Zendro-dev / graphql-server

Skeleton NodeJS project for a graphQL server.
GNU General Public License v3.0
0 stars 1 forks source link

searching for a string should ingore case and diacritic accents #73

Open AliciaMstt opened 3 years ago

AliciaMstt commented 3 years ago

Ignore case

Currently searching for a string is case sensitive, so that in the example below in the SPA searching for "chaya" yields no results:

image

Whilst "Chaya" does:

image

The desired behavior is that "chaya" "Chaya", "chAya" or any similar form should bring the same results than "Chaya".

Accents We have a similar issue with the special character ´ and others, which in Spanish are used all the time. Unfortunately even if we know that the correct spelling is maíz, users commonly would look for maiz. Therefore we need that searching for a string to ignore accents of anykind, something like:

a == âàáäÂÀÂÄ 
e == êèéëÊÈÉË 
i == îïíÎÏ 
o == ôöóÔÖ 
u == ûùüÛÜÙ 
c == çÇ 
n == ñ

So that if maíz is present in the db, the query maiz and maíz should yield the same results.

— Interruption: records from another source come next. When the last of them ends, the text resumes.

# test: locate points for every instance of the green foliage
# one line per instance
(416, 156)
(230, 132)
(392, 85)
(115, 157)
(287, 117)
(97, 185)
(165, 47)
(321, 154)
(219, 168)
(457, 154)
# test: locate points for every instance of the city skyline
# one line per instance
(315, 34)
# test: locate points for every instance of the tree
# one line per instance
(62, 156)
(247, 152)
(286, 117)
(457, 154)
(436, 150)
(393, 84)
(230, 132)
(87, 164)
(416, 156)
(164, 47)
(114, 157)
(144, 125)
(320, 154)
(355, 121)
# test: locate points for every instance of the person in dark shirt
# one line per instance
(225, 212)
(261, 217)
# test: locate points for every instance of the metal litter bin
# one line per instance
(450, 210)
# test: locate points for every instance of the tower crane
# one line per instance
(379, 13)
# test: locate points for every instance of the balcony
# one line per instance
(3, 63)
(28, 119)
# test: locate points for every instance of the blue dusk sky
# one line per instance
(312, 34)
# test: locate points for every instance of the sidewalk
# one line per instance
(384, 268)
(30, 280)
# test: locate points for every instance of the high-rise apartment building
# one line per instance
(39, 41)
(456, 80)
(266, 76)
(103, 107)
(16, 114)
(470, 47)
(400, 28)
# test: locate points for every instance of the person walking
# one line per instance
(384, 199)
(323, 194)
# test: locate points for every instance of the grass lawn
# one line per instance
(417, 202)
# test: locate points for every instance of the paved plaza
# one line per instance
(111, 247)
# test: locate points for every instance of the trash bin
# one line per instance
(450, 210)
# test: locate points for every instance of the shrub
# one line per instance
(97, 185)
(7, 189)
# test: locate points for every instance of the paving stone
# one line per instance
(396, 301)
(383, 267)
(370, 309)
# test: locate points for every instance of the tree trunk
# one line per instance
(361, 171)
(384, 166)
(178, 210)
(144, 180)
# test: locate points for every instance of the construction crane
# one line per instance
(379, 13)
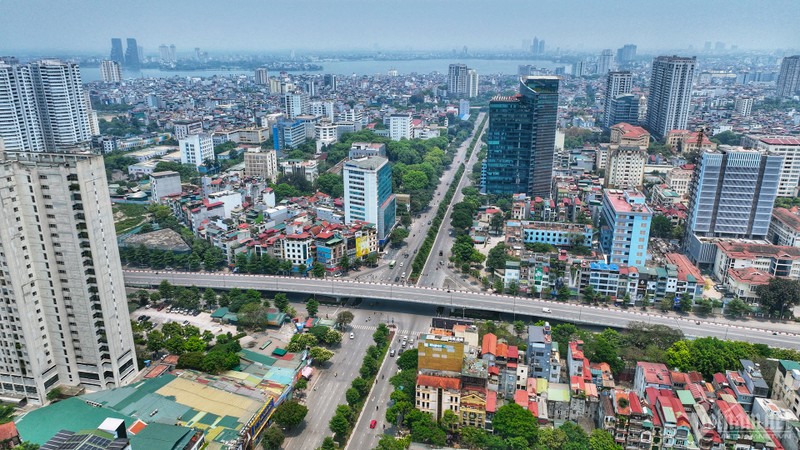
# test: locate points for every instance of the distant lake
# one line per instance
(364, 67)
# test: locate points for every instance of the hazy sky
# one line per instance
(86, 26)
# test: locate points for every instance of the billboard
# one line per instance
(362, 246)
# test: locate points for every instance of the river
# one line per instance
(362, 67)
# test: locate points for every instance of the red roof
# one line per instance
(439, 382)
(489, 344)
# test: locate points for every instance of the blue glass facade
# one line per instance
(521, 139)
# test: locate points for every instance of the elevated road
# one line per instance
(775, 334)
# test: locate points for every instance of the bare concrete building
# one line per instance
(63, 311)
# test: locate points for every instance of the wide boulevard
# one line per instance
(775, 334)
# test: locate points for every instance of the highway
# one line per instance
(419, 226)
(755, 331)
(436, 274)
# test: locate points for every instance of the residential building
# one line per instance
(743, 106)
(617, 84)
(472, 83)
(458, 80)
(286, 134)
(437, 394)
(110, 71)
(604, 62)
(196, 149)
(43, 107)
(670, 94)
(262, 163)
(651, 375)
(295, 104)
(679, 179)
(368, 193)
(542, 354)
(132, 59)
(185, 128)
(66, 281)
(164, 184)
(732, 194)
(784, 228)
(625, 167)
(262, 76)
(306, 168)
(786, 384)
(624, 108)
(789, 148)
(625, 229)
(399, 126)
(623, 133)
(117, 55)
(521, 139)
(789, 77)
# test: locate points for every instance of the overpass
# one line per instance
(775, 334)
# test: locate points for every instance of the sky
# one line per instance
(266, 26)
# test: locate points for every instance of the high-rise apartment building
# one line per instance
(457, 80)
(617, 83)
(295, 104)
(670, 94)
(626, 54)
(521, 139)
(132, 60)
(789, 148)
(110, 71)
(625, 227)
(43, 107)
(744, 106)
(262, 76)
(196, 149)
(262, 163)
(789, 77)
(625, 166)
(117, 55)
(604, 62)
(368, 193)
(65, 316)
(472, 83)
(731, 196)
(399, 126)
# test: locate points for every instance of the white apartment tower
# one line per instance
(110, 71)
(617, 83)
(399, 126)
(670, 94)
(295, 104)
(64, 308)
(196, 149)
(472, 83)
(262, 76)
(43, 107)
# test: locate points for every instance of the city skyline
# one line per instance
(87, 26)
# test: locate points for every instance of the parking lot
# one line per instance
(202, 321)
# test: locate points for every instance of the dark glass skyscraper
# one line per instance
(132, 54)
(521, 138)
(116, 51)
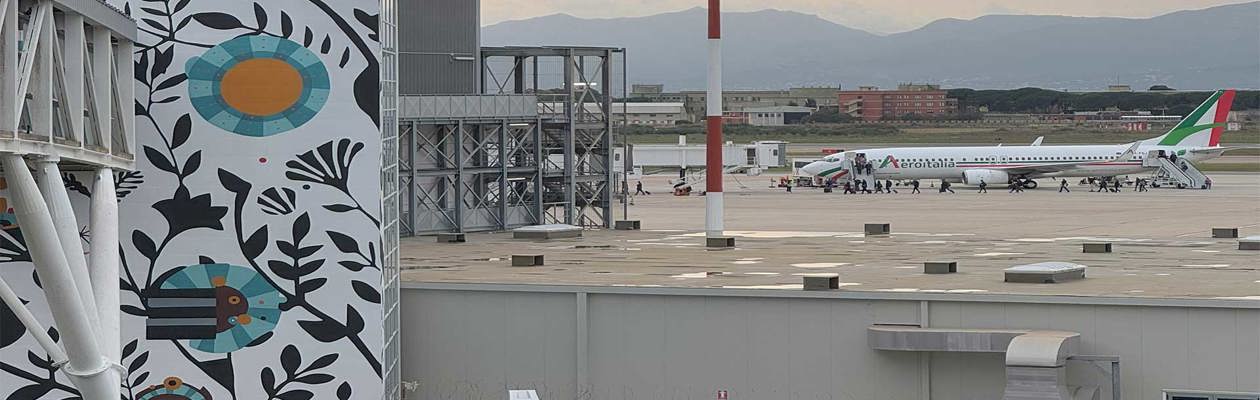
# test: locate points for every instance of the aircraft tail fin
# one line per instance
(1202, 128)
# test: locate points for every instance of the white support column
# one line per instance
(87, 369)
(72, 61)
(67, 230)
(102, 82)
(9, 100)
(105, 263)
(33, 326)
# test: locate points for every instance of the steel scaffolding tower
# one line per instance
(576, 124)
(515, 155)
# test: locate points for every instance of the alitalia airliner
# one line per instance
(1196, 138)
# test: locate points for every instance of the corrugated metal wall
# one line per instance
(478, 343)
(439, 42)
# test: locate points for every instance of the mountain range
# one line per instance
(1192, 49)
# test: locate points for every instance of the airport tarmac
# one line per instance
(1162, 241)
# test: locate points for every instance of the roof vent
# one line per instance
(1045, 273)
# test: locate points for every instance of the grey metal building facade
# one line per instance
(439, 43)
(475, 341)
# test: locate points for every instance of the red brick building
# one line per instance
(871, 104)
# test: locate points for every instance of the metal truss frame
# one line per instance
(576, 124)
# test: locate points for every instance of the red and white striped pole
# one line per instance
(713, 225)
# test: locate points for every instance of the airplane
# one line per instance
(1196, 138)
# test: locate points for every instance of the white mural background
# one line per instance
(296, 203)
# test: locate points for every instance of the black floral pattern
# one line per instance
(271, 223)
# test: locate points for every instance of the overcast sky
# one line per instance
(873, 15)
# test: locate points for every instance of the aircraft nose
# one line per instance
(814, 168)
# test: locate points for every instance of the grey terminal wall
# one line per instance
(439, 47)
(475, 341)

asishallab commented 3 years ago

A problem with a general solution is that the like operator is not implemented in all storage types. MongoDb and Neo4J only support regular expressions, which, of course, could be used to implement that behavior in these storage techs. Additionally the ilike operator which is case in-sensitive is only implemented in Postgres. Furthermore, we could not use regular expressions in all storages, because regexs are not implemented in Presto / Trino and Amazon S3 tables.

Thus, we'd need to first identify

Then we implement a helper module that constructs the respective storage type correct search and executes it in its respective data model layer. We could even (thanks @coeit ) implement a new operator like zilike (Zendro - ilike) and implement that for each storage separately.

The main question is to identify a common denominator of search function that can be implemented in all storage techs, but Cassandra. This question can be answered using something like the following hypothetical example table, inspired by Wikipedia's tech-tables: Storage-Technology Regular Expression Operator regexp supports case-insensitive like Operator ilike Operator
Sequelize regexp ? true only postgres
coeit commented 3 years ago
Storage-Technology Regular Expression Operator regexp supports case-insensitive like Operator ilike Operator resource
Sequelize regexp (~, PG/MySQL only) iRegexp (~*, PG only) like ilike (PG only) https://sequelize.org/master/manual/model-querying-basics.html#operators
MongoDB $regex $options: 'i' can be implemented with regex can be implemented with regex https://docs.mongodb.com/manual/reference/operator/query-evaluation/
neo4j =~ (?i)<regexp> can be implemented with regex can be implemented with regex https://neo4j.com/docs/cypher-manual/current/clauses/where/#query-where-string
presto / trino regexp_like(<regexp>, <string>) regexp_like((?i)<regexp>, <string>) LIKE LOWER(<string>) LIKE OR can be implemented with regex https://trino.io/docs/current/functions.html
amazonS3 - - LIKE LOWER(<string>) LIKE https://docs.aws.amazon.com/AmazonS3/latest/userguide/s3-glacier-select-sql-reference-operators.html#s3-glacier-select-sql-reference-pattern
coeit commented 3 years ago

Since regular expressions have quite a different syntax depending on the storage type when it comes to setting flags (for Zendro we need case insensitivity), a consistent way to define those flags in Zendro has to be defined.

Solutions

iRegexp operator

In the spirit of Sequelize, define a iRegexp operator that implements the i flag depending on the storage type.

Define a Zendro specific regexp syntax

We can use e,g, Java regular expressions syntax like neo4j/ presto and trino do. We would have to translate this for mongoDB and sequelize to their specific implementations

asishallab commented 3 years ago

Response to comment about iRegexp

Implement the Zendro operator iRegexp and notiRegexp. It seems to be the best solution

asishallab commented 3 years ago

In order to resolve this issue we should first implement a basic solution and use the ilike operator in all storages, Zendro currently supports. This will avoid having errors if one Zendro instance uses Amozon S3. In a later iteration we could think about implementing a new zilike operator that actually uses regular expressions to match e.g. "a" with all variations of the letter with accents and such, in Amazon S3 these searches would be done with its internal ilike and the _ wild-card. zilike would thus have different behavior in different storage types.